---
title: "qwen-image"
publisher: "qwen"
type: "endpoint"
updated: "2026-05-01T19:55:32.779Z"
description: "Qwen-Image is a text-to-image foundation model with advanced multilingual text rendering."
canonical: "https://build.nvidia.com/qwen/qwen-image"
---

# Overview

## Description:   
Qwen-Image is an image-generation foundation model in the Qwen series. It achieves significant advances in **complex text rendering** (supporting alphabetic scripts such as English and logographic scripts such as Chinese) and **precise image editing** (for example, style transfer, object addition/removal, and pose manipulation). It adopts a multi-module architecture that integrates vision-language encoding and diffusion-based generation, and delivers strong performance in general image generation, text-in-image integration, and classical computer vision tasks (for example, depth estimation and novel-view synthesis).

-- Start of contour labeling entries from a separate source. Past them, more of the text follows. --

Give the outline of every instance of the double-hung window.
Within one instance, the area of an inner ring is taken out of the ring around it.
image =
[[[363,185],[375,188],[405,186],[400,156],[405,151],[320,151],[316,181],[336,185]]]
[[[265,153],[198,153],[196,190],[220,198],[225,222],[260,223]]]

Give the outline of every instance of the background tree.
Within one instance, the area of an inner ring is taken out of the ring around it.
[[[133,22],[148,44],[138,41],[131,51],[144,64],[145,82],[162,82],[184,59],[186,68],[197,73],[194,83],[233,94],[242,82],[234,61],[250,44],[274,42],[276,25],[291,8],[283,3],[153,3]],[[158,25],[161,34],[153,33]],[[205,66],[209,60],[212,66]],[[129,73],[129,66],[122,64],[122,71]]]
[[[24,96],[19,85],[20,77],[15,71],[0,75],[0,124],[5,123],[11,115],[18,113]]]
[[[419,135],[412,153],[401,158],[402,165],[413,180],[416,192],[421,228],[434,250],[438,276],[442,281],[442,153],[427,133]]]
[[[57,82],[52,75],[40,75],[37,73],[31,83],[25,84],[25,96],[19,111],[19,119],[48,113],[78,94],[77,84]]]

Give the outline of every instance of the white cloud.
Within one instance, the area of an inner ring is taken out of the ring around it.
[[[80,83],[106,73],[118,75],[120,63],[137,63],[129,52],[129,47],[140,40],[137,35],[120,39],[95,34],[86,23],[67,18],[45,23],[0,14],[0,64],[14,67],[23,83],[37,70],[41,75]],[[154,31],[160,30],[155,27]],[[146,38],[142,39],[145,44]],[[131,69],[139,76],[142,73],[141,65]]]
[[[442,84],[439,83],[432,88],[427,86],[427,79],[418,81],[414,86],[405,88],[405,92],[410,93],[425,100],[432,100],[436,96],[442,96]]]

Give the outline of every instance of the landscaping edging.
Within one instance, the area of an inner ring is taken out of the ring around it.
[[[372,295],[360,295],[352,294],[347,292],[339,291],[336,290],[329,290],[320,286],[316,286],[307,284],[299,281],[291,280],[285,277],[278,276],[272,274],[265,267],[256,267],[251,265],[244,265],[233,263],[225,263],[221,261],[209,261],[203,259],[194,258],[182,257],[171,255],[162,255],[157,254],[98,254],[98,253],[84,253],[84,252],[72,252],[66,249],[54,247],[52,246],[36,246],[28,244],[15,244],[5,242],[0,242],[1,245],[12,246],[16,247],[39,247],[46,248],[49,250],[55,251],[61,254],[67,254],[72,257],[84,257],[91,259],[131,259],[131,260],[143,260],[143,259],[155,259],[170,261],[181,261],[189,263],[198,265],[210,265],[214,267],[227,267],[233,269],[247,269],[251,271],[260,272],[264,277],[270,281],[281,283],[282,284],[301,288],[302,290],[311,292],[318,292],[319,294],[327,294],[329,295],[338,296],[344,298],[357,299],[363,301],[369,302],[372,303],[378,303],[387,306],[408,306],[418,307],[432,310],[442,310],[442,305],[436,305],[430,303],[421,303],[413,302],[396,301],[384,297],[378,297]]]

Qwen-Image was developed by the Qwen Team.   
This model is ready for commercial and non-commercial use.

## Third-Party Community Consideration:
These models are not owned or developed by NVIDIA. These models have been developed and built to a third-party’s requirements for this application and use case; see links to:   
* [Qwen/Qwen-Image Model Card](https://huggingface.co/Qwen/Qwen-Image)   
* [Qwen/Qwen-Image-2512 Model Card](https://huggingface.co/Qwen/Qwen-Image-2512)

### License/Terms of Use
GOVERNING TERMS: The trial service is governed by the [NVIDIA API Trial Terms of Service](https://assets.ngc.nvidia.com/products/api-catalog/legal/NVIDIA%20API%20Trial%20Terms%20of%20Service.pdf); and use of this model is governed by the [NVIDIA Open Model License](https://www.nvidia.com/en-us/agreements/enterprise-software/nvidia-open-model-license/). **Additional Information**: [Apache 2.0 license](https://huggingface.co/datasets/choosealicense/licenses/blob/main/markdown/apache-2.0.md).

### Deployment Geography:

Global

### Use Case:  
- **Content Creation**: For artists, designers, and creators generating text-rich images (e.g., posters, UI mockups, and artistic works) and performing precise image editing.
- **Educational & Professional**: For educators creating visual teaching materials (for example, mathematical diagrams with text) and professionals synthesizing documents and images (e.g., technical slides and reports).
- **Research**: For computer vision and generative AI researchers studying text-image alignment, diffusion-based generation, and multimodal integration.

### Release Date:   
* HuggingFace/Modelscope: Qwen-Image version August 4, via https://huggingface.co/Qwen/Qwen-Image and https://modelscope.cn/models/Qwen/Qwen-Image   
* HuggingFace/Modelscope: Qwen-Image-2512 version December 31, 2025 via https://huggingface.co/Qwen/Qwen-Image-2512 and https://modelscope.cn/models/Qwen/Qwen-Image-2512   
* build.nvidia.com April 30, 2026 via [https://build.nvidia.com/qwen/qwen-image](https://build.nvidia.com/qwen/qwen-image)  

## References

* [Technical Report](https://arxiv.org/abs/2508.02324)  

## Model Architecture:   
### Architecture Type:  
Qwen-Image adopts a **three-core module architecture**:  
1. **Multimodal Large Language Model (MLLM)**: Qwen2.5-VL (frozen) for text/image feature extraction and semantic alignment.  
2. **Variational AutoEncoder (VAE)**: Single-encoder (frozen, adapted from Wan2.1-VAE) + dual-decoder (image-specific decoder fine-tuned) for image tokenization and reconstruction.  
3. **Multimodal Diffusion Transformer (MMDiT)**: Backbone diffusion model with novel **Multimodal Scalable RoPE (MSRoPE)** for joint text-image positional encoding.  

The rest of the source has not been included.